At a wavelength of 17 nanometers, EUI photographs the Sun in the extreme ultraviolet part of the electromagnetic spectrum. The corona, the Sun’s top atmosphere, which has a temperature of roughly a million degrees Celsius, is revealed in this way. Dark filaments may be seen protruding away from the Sun’s surface at the 2 o’clock (near the picture of the Earth for scale) and 8 o’clock locations. These ‘prominences’ have a tendency to explode, releasing massive amounts of coronal gas into space and causing’space weather’ events.
During the trip, the SPICE instrument was also capturing data in addition to EUI. These, too, had to be put together like a mosaic. SPICE is meant to follow the layers of the Sun’s atmosphere, from the corona to the chromosphere, as it approaches the surface. The gadget accomplishes this by analyzing the distinct wavelengths of extreme ultraviolet light emitted by various atoms.
Purple corresponds to hydrogen gas at a temperature of 10 000°C, blue to carbon at 32 000°C, green to oxygen at 320 000°C, and yellow to neon at 630 000°C in the SPICE series of pictures. This will allow solar physicists to follow the corona’s extremely intense explosions all the way down to the lowest atmospheric layers. It will also allow them to investigate one of the most perplexing aspects of the Sun: how the temperature rises as the atmosphere layers increase.
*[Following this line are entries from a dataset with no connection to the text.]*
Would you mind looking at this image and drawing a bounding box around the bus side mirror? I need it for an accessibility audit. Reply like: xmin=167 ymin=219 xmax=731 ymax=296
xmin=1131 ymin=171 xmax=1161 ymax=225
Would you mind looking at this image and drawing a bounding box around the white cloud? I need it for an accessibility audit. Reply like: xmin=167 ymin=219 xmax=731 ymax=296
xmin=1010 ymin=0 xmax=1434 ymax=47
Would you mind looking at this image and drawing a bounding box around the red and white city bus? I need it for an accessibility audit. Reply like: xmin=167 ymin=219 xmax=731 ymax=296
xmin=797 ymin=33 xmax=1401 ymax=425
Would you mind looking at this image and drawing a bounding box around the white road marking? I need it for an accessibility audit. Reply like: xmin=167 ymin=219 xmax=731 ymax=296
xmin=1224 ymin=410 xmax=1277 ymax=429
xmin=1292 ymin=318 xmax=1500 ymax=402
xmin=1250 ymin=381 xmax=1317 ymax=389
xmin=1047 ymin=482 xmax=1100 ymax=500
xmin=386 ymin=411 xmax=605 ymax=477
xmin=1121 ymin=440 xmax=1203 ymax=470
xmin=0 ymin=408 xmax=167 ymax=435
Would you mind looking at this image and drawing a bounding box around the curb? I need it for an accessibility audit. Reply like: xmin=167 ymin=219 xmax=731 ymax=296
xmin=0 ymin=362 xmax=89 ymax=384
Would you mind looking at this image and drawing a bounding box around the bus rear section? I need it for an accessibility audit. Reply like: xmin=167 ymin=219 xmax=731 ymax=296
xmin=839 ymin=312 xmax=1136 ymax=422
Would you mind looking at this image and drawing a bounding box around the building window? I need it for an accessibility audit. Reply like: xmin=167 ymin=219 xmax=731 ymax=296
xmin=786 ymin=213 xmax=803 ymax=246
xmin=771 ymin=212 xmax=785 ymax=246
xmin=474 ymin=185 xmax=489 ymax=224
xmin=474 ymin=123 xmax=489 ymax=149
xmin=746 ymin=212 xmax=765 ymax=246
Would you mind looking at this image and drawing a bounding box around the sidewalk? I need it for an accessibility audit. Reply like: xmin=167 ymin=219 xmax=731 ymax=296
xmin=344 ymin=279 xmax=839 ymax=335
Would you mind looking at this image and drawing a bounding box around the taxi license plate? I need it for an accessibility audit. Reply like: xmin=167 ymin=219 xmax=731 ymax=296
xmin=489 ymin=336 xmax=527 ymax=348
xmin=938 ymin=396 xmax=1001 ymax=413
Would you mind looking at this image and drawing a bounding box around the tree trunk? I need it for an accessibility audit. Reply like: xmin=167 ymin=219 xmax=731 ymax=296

When you move away from a hot object, the temperature usually declines. The corona, however, reaches a million degrees Celsius above the Sun, but the Earth is only approximately 5000 degrees Celsius. One of Solar Orbiter’s primary scientific goals is to solve this puzzle. The photographs were collected on March 7, exactly when Solar Orbiter passed the Sun-Earth line, allowing them to be cross-calibrated and compared to Earth-bound solar equipment. In the future, this will make it simpler to compare findings from various equipment and observatories.
Solar Orbiter will accomplish another mission milestone on March 26: its first close perihelion. The spacecraft is currently inside Mercury’s orbit, obtaining the greatest resolution photographs of the Sun it is capable of. It also collects information on the solar wind, which is a stream of particles that blows outwards from the Sun. And this is only the beginning; in the next years, the spacecraft will go even closer to the Sun. It will also gradually raise its orientation to observe the Sun’s Polar Regions, which have previously been unseen.